The morning after, Selig told The Post's Thomas Boswell: "I've been involved in 18 stadium negotiations and all of them are difficult and controversial. But this thing that happened in Washington tops them. It's already legendary in baseball for political intrigue." Selig added: "Nobody wants to be in Washington more than I do. It's good for my sport."
However, I would remind my friend, The Commissioner, that when he begins to read the amended agreement approved by the council, he should remember that regardless of the changes to the lease, he and his MLB colleagues still will sell the once-bankrupt former Expos for $450 million, on top of the millions reaped from last year's 2.7 million fans.

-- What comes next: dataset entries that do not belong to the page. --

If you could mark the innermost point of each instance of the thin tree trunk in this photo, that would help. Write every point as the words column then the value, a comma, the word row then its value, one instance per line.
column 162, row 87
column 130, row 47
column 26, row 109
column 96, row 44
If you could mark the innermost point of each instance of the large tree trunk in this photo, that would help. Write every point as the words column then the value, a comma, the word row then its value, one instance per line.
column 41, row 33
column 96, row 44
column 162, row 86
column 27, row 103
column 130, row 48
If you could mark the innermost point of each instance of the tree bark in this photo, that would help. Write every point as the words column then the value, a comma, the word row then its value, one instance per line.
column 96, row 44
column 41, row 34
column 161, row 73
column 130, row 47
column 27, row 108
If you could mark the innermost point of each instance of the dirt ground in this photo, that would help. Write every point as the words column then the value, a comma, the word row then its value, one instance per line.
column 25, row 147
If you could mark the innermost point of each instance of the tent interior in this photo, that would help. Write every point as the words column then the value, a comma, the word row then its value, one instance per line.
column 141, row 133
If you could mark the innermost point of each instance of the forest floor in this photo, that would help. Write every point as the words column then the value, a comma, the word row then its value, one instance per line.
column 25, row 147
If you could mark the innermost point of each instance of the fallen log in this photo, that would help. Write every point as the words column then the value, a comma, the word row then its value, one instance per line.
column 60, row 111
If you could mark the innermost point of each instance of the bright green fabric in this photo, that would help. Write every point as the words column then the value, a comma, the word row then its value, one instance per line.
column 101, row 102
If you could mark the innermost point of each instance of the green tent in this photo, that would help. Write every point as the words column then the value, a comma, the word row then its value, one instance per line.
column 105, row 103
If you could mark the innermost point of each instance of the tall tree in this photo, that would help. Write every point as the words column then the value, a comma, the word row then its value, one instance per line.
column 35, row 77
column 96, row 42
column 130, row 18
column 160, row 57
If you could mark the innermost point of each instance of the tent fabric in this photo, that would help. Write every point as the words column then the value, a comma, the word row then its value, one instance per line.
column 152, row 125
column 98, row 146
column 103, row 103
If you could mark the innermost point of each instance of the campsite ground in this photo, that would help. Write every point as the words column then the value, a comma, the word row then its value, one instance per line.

He should also consider the $611 million pledged by the city for the stadium is more than most cities have ponied up, including my home town of Miami, which won't give its two-time world champion Florida Marlins the time of day.
And, please, ease up slightly on how "Washington has been a godsend for baseball and nobody wants to be in Washington more than I do."
Fans here begged and pleaded for a team for 33 years -- one that the nation's capital, with an area population of 5.5 million, and a founding member of the American League -- deserved. And fans thank you for that team, even knowing how Orioles owner Peter Angelos got the best TV deal ever, and how much work and money the Nats owner will face to make the team a contender.
So, Mr. Commissioner, look with kindness on the amended lease the mayor just FedExed to you, knowing the aggravation we've been through, such as the team winning an arbitration case Friday with Alfonso Soriano and still having to pay him $10 million to play second base standing right next to Jose Vidro. (Only here could two guys play second base.) Not to mention our offering a home to Sammy Sosa, who if he can't play anymore, can at least keep Kornheiser company on the bus to Seattle.Local Hoops Happenings
· Big doings at College Park, with the Terrapins hosting Duke yesterday, on a day Gary Williams was honored for 349 wins in 17 years as Maryland basketball coach. That's one more than Lefty Driesell, who was also celebrated for his 17 years. "I'm very excited and looking forward to this," Driesell said beforehand. Driesell's most memorable victory? "Winning that game over South Carolina [31-30 in 1971] that got us going, and the ACC tournament in 1984."
The Maryland women's team scored its most memorable victory in years, winning Thursday at No. 1 North Carolina, 98-95, in overtime to go to 22-2. Georgetown's men ran their record to 17-4 the same night with a 64-41 romp of St. John's to set up tonight's game against No. 9 West Virginia (17-5) at MCI Center. The guys at George Washington and George Mason continued their runs at the NCAA tournament in a season loaded with good local teams and exciting players.
· Washingtonian Red Auerbach, who earned Basketball Hall of Fame honors coaching and running the Boston Celtics for more than four decades, has been at Sibley Hospital the past month recuperating from ailments related to colon cancer surgery last summer.
· Finally. John Feinstein, the most prolific author of sports books ever and the target of my weekly barbs, lost his father last Sunday. Martin Feinstein, the Kennedy Center and Washington Opera impresario for years, died of pancreatic cancer. At a memorial service Tuesday, John Feinstein closed by saying nothing gave his father more pleasure than a standing ovation by the audience in appreciation of a great performance, to which mourners rose in tribute to Martin Feinstein's career. Bravo.